Neueste Erhebungen der Technischen Universität Bad Schwürbelbach haben ergeben: 96,7 Prozent aller Ereignisse weltweit sind überflüssig. Es geschieht viel zu viel. Kaum sind die Aktienkurse gestiegen, sinken sie wieder. Kaum hat man Urlaub gemacht, muss man ins Büro. Kaum sind die Olympischen Spiele vorbei, muss man Fußball schauen. Hinzu kommen vollständig sinnlose Geschehnisse wie die Tatsache, dass in dem italienischen Dorf, in dem ich meine Ferien verbrachte, der Buchladen durch ein Kochschürzenbestickungsfachgeschäft ersetzt worden ist, in dem man sich das Wort capocuoco auf seine Schürze nähen lassen kann. Das bedeutet »Chefkoch«, aber es ersetzt keinen Roman von Donna Tartt.
Die Menschen sind von der Flut dessen, was geschieht, überfordert, sie schauen im Rhythmus von Minuten auf ihre Mobilgeräte, um nichts zu verpassen. Sie verstopfen ihre Kurzzeitgedächtnisse mit Informationen zur wirtschaftlichen Lage Italiens, der politischen Situation im Kreistag Vorpommern-Greifswald oder der momentanen Stimmung im Hause Clooney. Ihre Langzeitgedächtnisse sind ohnehin schon nicht mehr vorhanden, weil der Platz für die Verarbeitung des Täglichen benötigt wird. Sie, die Menschen, werden nervös, ja: hysterisch.
Ereignisbekämpfung ist deshalb das Gebot der Stunde. Wir müssen dafür sorgen, dass weniger geschieht. Vorbildlich: das Land Österreich, in dem es gelungen ist, eine Bundespräsidentenwahl zu verschieben, die erneut die Aufmerksamkeit des gesamten Kontinents zu beanspruchen drohte.

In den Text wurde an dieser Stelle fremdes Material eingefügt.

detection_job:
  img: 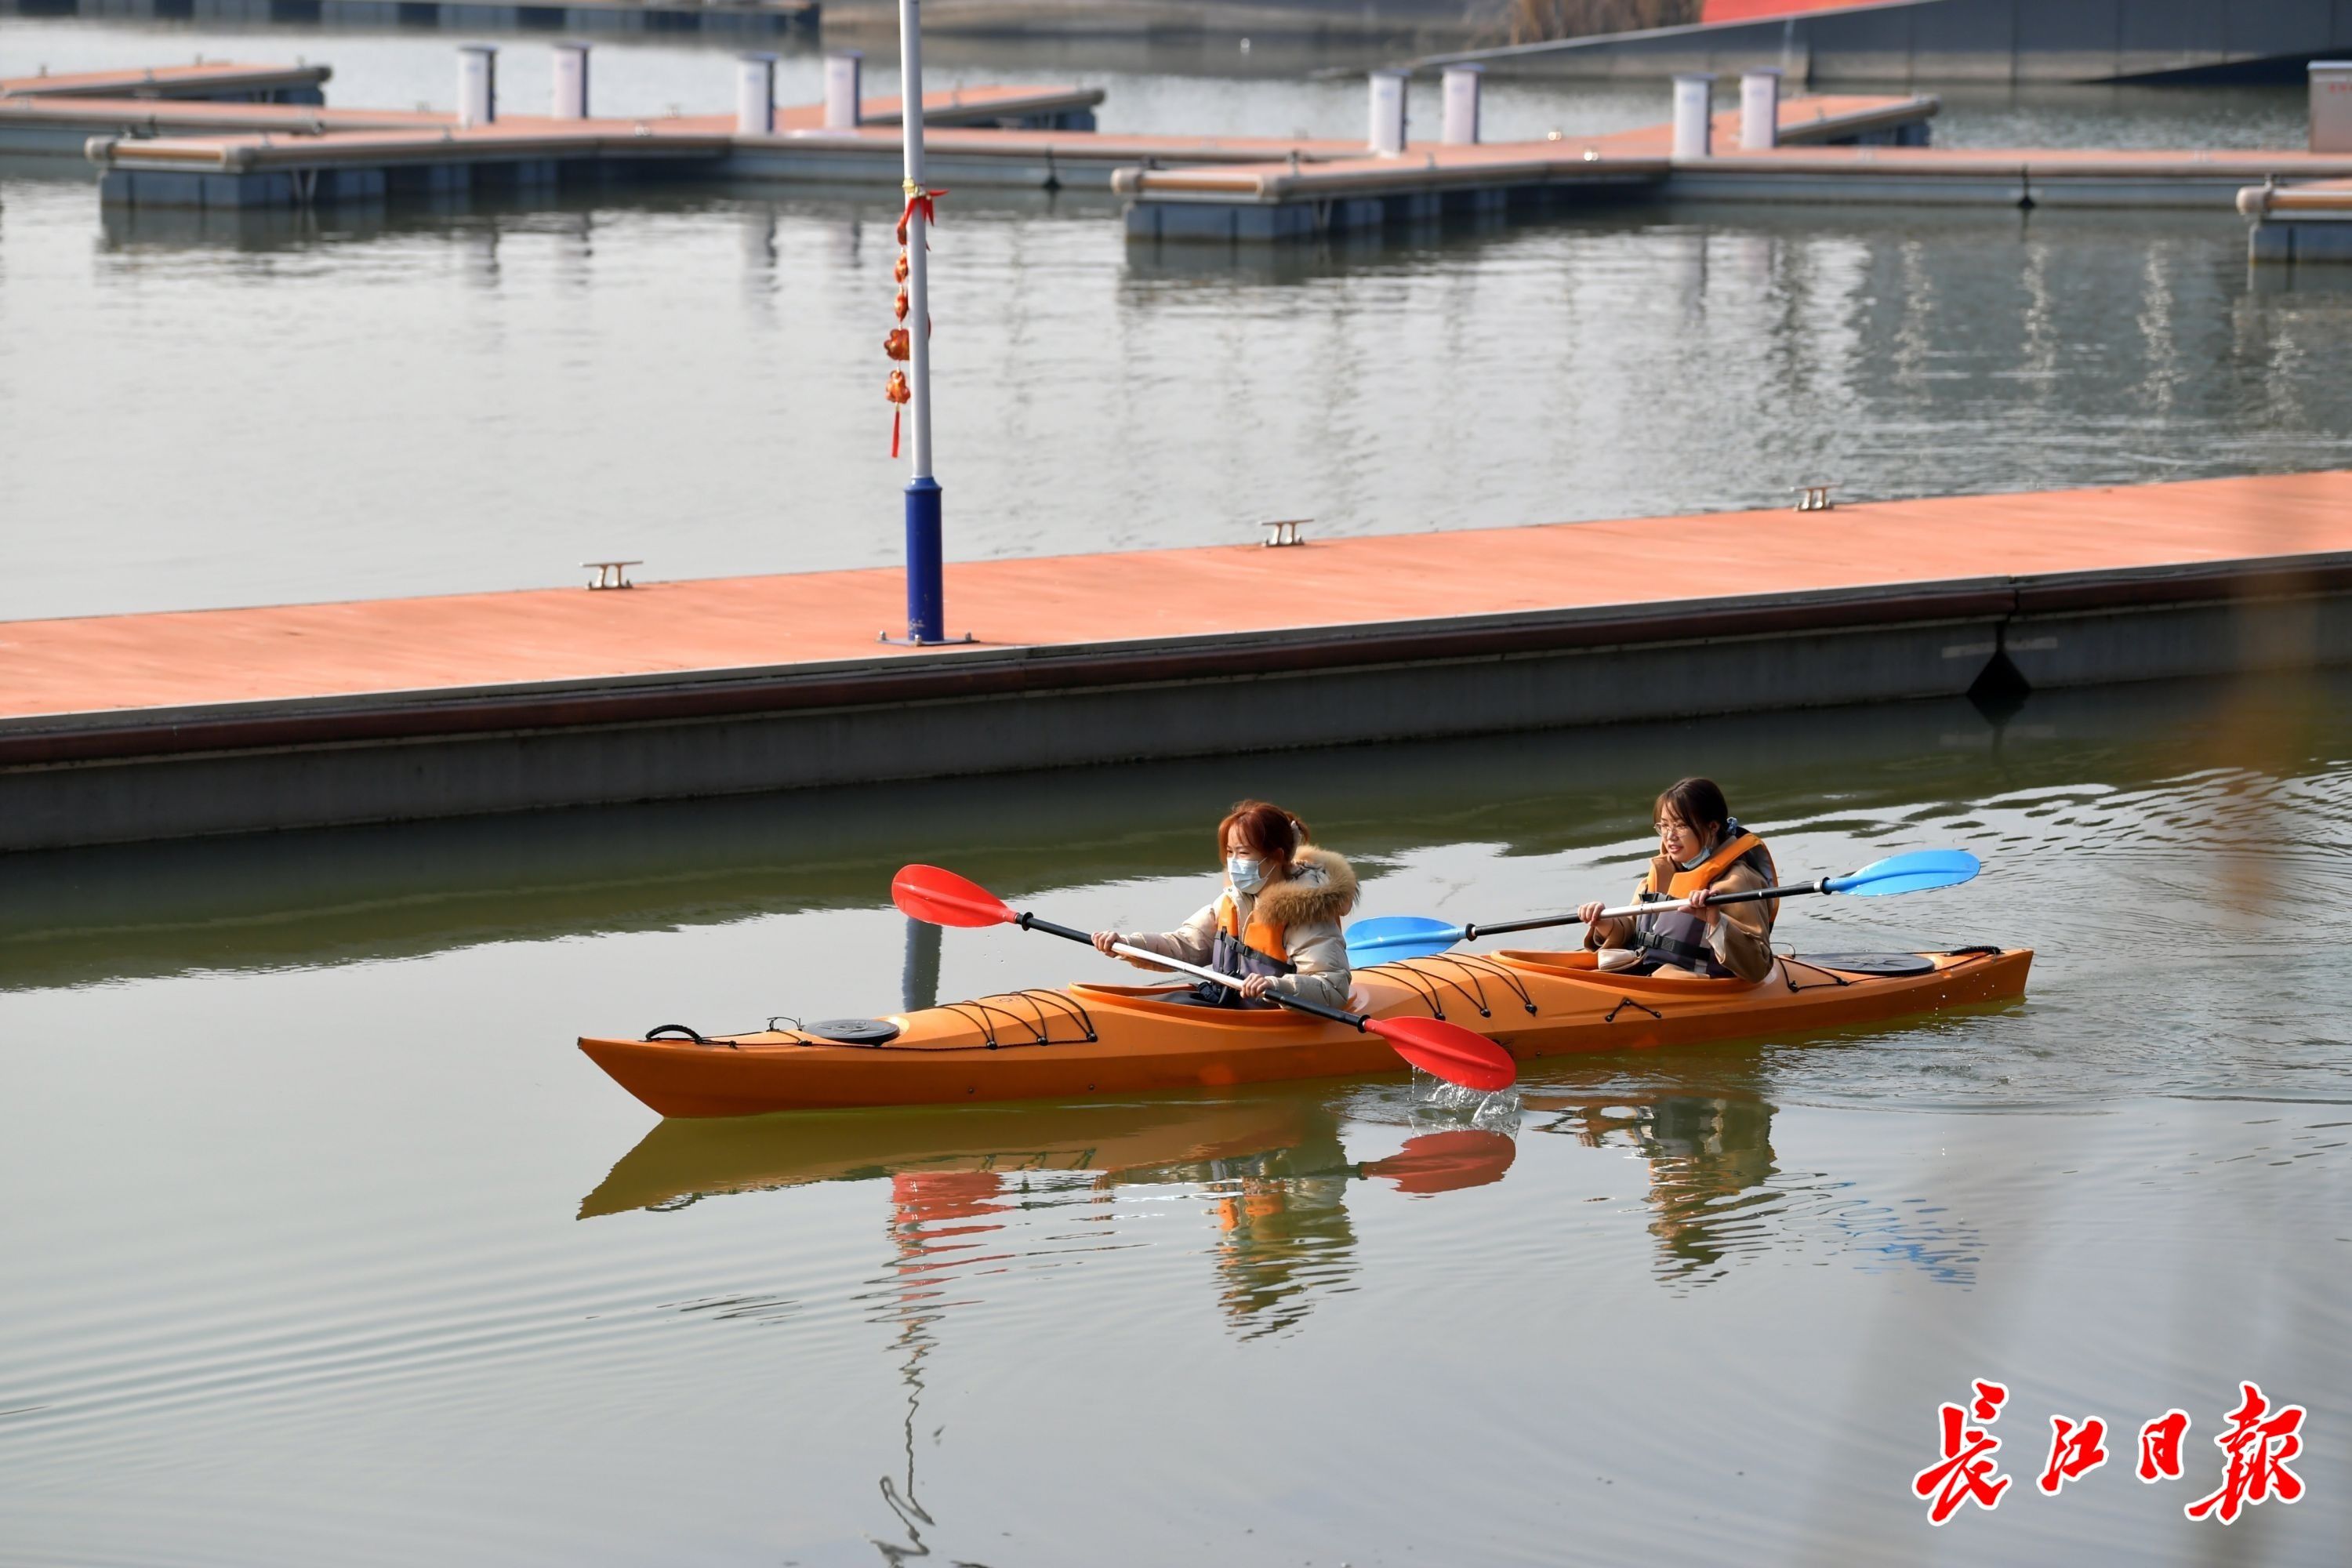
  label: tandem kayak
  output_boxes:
[579,945,2031,1118]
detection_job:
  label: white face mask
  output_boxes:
[1225,854,1267,894]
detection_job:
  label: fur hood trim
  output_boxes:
[1257,846,1358,928]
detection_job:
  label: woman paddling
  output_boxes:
[1577,778,1779,982]
[1092,800,1358,1009]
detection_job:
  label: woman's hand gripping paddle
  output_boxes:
[891,864,1517,1093]
[1344,848,1984,966]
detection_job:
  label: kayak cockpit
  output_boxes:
[1068,982,1369,1027]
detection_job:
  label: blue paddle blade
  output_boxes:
[1824,848,1982,897]
[1345,914,1468,965]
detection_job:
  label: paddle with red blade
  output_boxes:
[891,864,1517,1094]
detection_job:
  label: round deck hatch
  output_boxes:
[803,1017,902,1045]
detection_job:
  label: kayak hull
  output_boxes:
[580,947,2031,1118]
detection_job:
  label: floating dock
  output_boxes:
[82,83,1929,209]
[53,60,2352,243]
[2240,176,2352,263]
[0,61,332,103]
[73,81,1116,205]
[1123,136,2352,243]
[1,77,1103,159]
[3,472,2349,852]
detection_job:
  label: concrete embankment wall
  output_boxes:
[1426,0,2352,83]
[3,557,2347,852]
[0,0,820,37]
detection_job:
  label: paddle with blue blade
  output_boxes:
[892,864,1517,1093]
[1345,848,1983,966]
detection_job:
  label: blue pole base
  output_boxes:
[902,476,945,644]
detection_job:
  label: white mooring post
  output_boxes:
[551,42,590,122]
[1368,69,1407,155]
[1740,66,1780,150]
[737,52,775,135]
[824,49,863,129]
[1442,64,1482,146]
[456,44,496,129]
[1671,72,1715,158]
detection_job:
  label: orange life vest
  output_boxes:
[1214,891,1291,968]
[1642,829,1777,902]
[1633,826,1777,975]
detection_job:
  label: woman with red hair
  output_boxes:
[1092,800,1359,1010]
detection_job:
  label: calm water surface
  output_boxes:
[2,24,2351,619]
[2,673,2350,1564]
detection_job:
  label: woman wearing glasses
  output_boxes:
[1575,778,1779,982]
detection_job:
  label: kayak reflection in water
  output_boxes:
[1577,776,1780,982]
[1091,798,1358,1010]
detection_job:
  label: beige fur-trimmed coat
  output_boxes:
[1116,846,1359,1009]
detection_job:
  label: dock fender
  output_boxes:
[83,135,121,168]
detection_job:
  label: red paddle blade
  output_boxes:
[891,864,1018,928]
[1365,1016,1517,1093]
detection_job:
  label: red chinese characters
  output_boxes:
[2137,1409,2190,1483]
[1912,1382,2310,1526]
[2184,1383,2306,1526]
[1913,1380,2012,1524]
[2037,1415,2109,1496]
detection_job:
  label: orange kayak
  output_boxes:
[579,946,2031,1118]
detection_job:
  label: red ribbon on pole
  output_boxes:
[895,187,947,247]
[886,368,910,457]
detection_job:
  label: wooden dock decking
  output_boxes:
[83,85,1932,209]
[1123,113,2352,242]
[3,472,2349,851]
[9,472,2347,726]
[0,82,1103,155]
[0,61,331,103]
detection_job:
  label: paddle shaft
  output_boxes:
[1461,877,1831,942]
[1014,911,1370,1031]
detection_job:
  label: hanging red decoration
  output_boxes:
[883,187,945,454]
[895,187,947,248]
[886,368,912,458]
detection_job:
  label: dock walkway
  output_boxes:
[0,61,332,103]
[4,473,2349,852]
[1,81,1105,159]
[1123,134,2352,242]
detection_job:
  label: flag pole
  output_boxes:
[897,0,943,644]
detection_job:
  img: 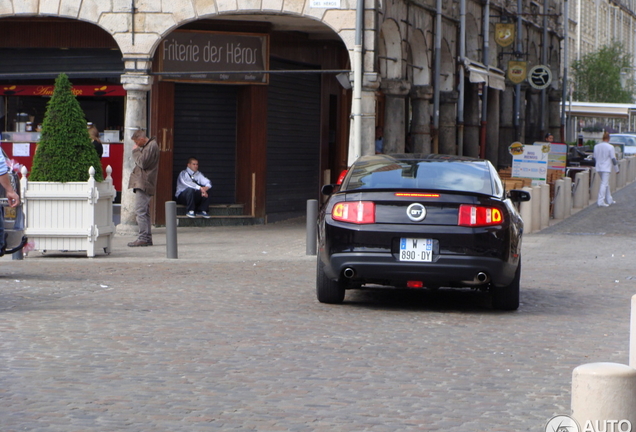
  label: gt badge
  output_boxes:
[407,203,426,222]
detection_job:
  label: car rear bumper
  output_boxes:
[324,252,517,288]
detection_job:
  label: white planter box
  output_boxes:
[20,166,116,257]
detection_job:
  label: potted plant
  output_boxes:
[20,73,116,257]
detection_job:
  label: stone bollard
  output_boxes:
[571,362,636,430]
[531,185,541,232]
[553,179,565,220]
[519,186,533,232]
[563,176,572,217]
[540,183,550,229]
[590,168,600,205]
[306,199,318,255]
[610,168,617,193]
[618,159,627,188]
[573,171,587,209]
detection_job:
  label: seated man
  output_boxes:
[175,157,212,218]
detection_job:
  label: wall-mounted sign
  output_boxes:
[507,61,527,84]
[528,65,552,90]
[495,23,515,47]
[158,31,269,85]
[310,0,341,7]
[1,85,126,97]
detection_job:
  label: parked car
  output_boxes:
[609,133,636,157]
[317,154,530,310]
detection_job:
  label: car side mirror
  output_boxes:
[507,189,531,202]
[321,184,336,196]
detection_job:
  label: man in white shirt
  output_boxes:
[593,132,619,207]
[175,157,212,218]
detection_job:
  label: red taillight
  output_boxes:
[395,193,440,198]
[332,201,375,224]
[457,205,504,227]
[407,281,424,288]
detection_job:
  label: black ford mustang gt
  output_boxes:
[317,154,530,310]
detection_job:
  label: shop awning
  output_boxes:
[464,60,506,90]
[488,69,506,91]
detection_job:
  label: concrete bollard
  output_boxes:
[531,185,541,232]
[590,168,600,205]
[563,176,572,217]
[573,171,587,209]
[571,362,636,430]
[618,159,628,188]
[306,199,318,255]
[610,168,617,193]
[553,179,565,220]
[165,201,178,259]
[519,187,533,232]
[540,183,550,229]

Wie jeder weiß, handelt es sich dabei schon um die Wiederholung dieser Wahl, eine alarmierende Tatsache: dass Ereignisse in der Geschehnisflut unserer Zeit schon nicht mehr auszureichen scheinen, sondern auch noch repetiert werden müssen – woraus die Österreicher den einzig sinnvollen Schluss zogen: Die Wahl gibt es erst mal nicht, vielleicht im Dezember, wer weiß das schon?
Mancher sagt nun, das sei eine Katastrophe, weil demokratische Zentralmechanismen wie die Wahl nicht funktionierten. In Wahrheit ist das Gegenteil der Fall: Obwohl die Wahl nicht stattfindet, funktioniert das Land Österreich weiterhin, jedenfalls im Rahmen seiner Möglichkeiten. Übertragen wir das auf einen größeren Rahmen, die USA zum Beispiel, könnte man sagen: Würde sich die Präsidentenwahl dort im November nicht ereignen können, müsste fürs Erste Barack Obama Präsident bleiben. Und was könnte uns Besseres passieren?!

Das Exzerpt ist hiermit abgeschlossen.